Jane Hatfield, chief executive of the Faculty of Sexual and Reproductive Healthcare, said: “The release of this timely King’s Fund analysis reveals what our membership already knows: one FSRH member has recently reported that self-referral to the local specialist service for long-acting reversible contraception (LARC), one of the most effective methods of contraception, has been stopped, with patients being turned away and told to see their GP.

“However, this policy has not been communicated to local general practices, and in many cases, the general practices are unable to pick up the slack.

“The consequence is that women are not receiving the contraceptive care they need, and the risk of unplanned pregnancies are increased.

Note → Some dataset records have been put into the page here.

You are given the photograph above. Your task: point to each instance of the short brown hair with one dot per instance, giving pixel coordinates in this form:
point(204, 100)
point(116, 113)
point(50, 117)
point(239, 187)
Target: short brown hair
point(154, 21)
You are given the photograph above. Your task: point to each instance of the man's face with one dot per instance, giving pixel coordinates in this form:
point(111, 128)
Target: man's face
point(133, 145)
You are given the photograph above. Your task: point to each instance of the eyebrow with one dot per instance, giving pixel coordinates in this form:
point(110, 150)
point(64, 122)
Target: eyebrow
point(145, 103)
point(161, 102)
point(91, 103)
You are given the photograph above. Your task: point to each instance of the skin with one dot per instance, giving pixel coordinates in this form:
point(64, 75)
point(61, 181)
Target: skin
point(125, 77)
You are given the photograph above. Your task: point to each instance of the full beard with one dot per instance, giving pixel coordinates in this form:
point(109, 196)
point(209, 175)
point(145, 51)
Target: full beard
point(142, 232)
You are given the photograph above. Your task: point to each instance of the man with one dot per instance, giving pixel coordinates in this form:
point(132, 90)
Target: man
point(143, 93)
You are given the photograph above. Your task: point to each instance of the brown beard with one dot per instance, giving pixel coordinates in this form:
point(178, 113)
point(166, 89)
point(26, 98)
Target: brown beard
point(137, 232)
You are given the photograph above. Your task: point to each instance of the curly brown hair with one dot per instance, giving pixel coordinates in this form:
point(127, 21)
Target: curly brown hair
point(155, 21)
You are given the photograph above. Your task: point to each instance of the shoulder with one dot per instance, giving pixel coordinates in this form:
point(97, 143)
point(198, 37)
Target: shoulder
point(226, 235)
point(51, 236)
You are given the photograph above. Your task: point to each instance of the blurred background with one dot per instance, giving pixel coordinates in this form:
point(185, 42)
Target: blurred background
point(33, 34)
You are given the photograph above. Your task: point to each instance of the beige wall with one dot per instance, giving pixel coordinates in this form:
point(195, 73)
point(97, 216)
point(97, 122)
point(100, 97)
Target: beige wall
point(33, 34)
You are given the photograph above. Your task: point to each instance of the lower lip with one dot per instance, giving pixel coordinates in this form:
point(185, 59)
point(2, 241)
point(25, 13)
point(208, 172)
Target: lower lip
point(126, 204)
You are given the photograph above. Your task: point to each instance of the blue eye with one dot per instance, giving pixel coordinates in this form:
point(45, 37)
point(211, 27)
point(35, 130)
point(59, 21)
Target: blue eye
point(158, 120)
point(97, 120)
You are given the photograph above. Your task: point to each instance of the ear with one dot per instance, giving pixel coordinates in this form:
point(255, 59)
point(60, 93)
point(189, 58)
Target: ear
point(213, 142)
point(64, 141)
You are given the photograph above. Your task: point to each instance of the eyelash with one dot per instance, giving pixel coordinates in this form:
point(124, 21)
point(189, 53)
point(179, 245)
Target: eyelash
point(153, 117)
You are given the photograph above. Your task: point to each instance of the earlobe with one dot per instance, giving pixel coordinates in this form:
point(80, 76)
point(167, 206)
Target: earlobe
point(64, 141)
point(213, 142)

“In a moment when the world witnesses our country’s efforts to provide access to contraception to women all over the world in the framework of the Family Planning 2020 summit, this analysis should be considered as a wake-up call that access to contraceptive care is far from a certainty in England.

“Ultimately this will be seen as an expensive mistake leading to unnecessary ill health and unwanted pregnancies, which are entirely preventable.

“The FSRH urges local councils to revise planned cuts to SRH and the central government to re-energise its focus on prevention and Public Health.”